Koko rejects NPA’s appeal for extension to file records

Former Eskom boss Matshela- Koko has rejected the National- Prosecuting Authority’s (NPA’s) appeal for a deadline extension to file records in court to oppose his application to set aside its “alternative dispute resolution agreement” with Swiss tech giant ABB.

Koko filed the papers in February this year and gave the NPA 10 days to file a notice of intention to defend.

Despite issuing a notice to oppose the application, the NPA has missed the deadline of March 8 to disclose the records and requested an additional extension.

Koko rejected this request and has given the NPA until March 28 to comply or face another court application seeking an order to compel it to do the right thing.

The former Eskom chief executive officer took the NPA head on after it entered into an “alternative dispute resolution agreement”, which saw ABB pay R4-billion to escape criminal prosecution in South Africa for its involvement in the alleged malfeasance at Eskom’s Kusile Power Station in Mpumalanga.

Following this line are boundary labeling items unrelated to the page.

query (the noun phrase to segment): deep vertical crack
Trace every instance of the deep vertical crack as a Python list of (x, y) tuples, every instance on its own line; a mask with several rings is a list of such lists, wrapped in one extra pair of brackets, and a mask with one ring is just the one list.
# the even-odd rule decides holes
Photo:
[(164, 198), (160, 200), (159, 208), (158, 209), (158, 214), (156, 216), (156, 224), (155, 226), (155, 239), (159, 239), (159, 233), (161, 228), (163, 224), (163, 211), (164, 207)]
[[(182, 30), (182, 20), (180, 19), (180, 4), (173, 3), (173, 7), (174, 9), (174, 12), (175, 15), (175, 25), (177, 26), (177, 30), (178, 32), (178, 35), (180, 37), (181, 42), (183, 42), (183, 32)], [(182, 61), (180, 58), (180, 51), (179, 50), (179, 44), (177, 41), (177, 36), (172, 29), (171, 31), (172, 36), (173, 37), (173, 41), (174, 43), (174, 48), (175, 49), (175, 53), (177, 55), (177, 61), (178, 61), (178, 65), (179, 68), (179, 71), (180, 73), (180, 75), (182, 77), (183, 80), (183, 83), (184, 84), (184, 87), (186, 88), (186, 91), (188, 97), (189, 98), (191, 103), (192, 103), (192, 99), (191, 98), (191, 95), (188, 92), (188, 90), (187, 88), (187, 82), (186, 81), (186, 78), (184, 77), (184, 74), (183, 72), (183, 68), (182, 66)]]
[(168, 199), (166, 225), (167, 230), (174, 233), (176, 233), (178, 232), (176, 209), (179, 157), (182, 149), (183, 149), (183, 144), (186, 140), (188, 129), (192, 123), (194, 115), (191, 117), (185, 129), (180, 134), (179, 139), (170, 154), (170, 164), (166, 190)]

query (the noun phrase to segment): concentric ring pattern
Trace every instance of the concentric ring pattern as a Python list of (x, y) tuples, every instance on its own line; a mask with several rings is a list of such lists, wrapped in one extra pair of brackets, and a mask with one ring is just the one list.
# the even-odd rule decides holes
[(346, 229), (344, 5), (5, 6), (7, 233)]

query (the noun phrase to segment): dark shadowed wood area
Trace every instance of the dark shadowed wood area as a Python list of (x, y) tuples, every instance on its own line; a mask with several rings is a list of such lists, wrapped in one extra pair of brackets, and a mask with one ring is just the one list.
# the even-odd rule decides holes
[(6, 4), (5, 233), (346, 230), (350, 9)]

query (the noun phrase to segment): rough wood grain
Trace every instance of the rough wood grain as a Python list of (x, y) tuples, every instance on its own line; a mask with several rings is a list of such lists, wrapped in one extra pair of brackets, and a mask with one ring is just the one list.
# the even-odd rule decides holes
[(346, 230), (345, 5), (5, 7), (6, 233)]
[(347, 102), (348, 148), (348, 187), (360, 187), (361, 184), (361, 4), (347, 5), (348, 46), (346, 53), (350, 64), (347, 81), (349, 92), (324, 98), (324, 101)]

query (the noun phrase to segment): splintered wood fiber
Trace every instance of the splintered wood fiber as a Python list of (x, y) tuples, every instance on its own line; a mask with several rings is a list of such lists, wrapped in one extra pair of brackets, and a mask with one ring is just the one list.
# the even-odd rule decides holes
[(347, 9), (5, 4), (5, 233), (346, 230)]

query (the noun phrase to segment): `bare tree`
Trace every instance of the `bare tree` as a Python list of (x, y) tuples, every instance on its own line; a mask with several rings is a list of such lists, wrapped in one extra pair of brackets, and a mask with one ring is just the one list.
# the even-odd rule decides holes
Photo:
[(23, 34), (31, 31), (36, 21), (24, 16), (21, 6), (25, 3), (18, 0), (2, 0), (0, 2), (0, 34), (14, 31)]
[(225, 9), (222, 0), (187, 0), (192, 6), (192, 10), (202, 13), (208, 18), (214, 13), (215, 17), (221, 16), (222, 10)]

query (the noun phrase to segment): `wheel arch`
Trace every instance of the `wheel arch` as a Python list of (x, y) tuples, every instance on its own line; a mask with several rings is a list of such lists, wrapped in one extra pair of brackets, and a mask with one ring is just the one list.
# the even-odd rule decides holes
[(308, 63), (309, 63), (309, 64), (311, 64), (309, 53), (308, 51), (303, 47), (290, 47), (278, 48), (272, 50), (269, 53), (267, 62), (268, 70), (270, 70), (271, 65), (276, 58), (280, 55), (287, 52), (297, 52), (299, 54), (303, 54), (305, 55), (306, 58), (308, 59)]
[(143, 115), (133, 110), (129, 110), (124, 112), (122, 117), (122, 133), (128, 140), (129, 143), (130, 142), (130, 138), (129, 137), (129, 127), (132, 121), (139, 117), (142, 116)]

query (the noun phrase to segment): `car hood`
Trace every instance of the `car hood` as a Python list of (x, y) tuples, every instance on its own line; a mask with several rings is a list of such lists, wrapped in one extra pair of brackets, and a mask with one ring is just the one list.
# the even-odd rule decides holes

In addition, as part of the deal, the company committed to allowing some of its senior managers to testify against Koko, whom the NPA charged with fraud and corruption for his alleged involvement in the corrupt activities at the power station when he was the boss at the state-owned power utility.

However, the Middleburg Specialised Commercial Crimes Court struck the case off the roll late last year, citing repeated delays caused by the NPA.

Thereafter, Koko filed papers in the Joburg high court, asking for an order to declare the duo‘s agreement invalid and set it aside.

But after undertaking to oppose his application, the NPA kicked the can down the road. This led to his lawyers writing a letter to the NPA, criticising it for its procrastination.

“The notice of motion was served upon your client on February 16, 2024, and the record must have been dispatched to the Registrar of the High Court by March 8 and delivered electronically to our client,” Koko’s lawyers, Mashele attorneys, wrote to the state Attorney on March 14.

“The NPA has failed to comply with this requirement, which has triggered a Rule 30A notice to address the non-compliance with Rule 53 of the Uniform Rules of Court.

“The significance of Rule 30A in this instance is that it provides a mechanism to address non-compliance with the Uniform Rules of Court,” read the letter.

Koko’s lawyers have threatened to apply for an appropriate order if the NPA misses the next deadline.

“If the defaulting party still fails to comply within 10 days of receiving the notification, an application can be made to the court for an appropriate order.”

The NPA, through the Office of the State Attorney, has replied to Koko’s lawyers, pleading for more time, claiming the non-compliance was a result of counsel being briefed late.

Koko immediately scoffed at the explanation and demanded compliance with the March 28 deadline.

According to Koko, the NPA cannot miss deadlines when it has been ignoring his request since December to address his concerns about its deal with ABB.

He reminded the NPA of the previous steps he had taken before dragging it to court.

He said this started on November 11, 2023, when he penned a letter to the public protector raising serious prosecutorial misconduct against the NPA. It ignored him.

Koko then elevated his complaint to the National Director of Public Prosecutions Shamila Batohi in December last year, who ignored him after promising a “substantive response”, which never came.

“We take note of your request for additional time, however, the NPA has had 34 days from the date of receiving the application to date to provide the records to the Registrar,” Koko’s lawyers wrote to the state attorney on March 20.

“Moreover, it is incomprehensible that the NPA would require the services of a counsel when our client simply requires disclosure of the record.

“We, therefore, await the NPA to remedy its non-compliance by no later than March 28, 2024, failing which our client’s instructions remain to launch an application to compel your offices to comply with Rule 53(1) of the Uniform Rules as prayed for in the main application.”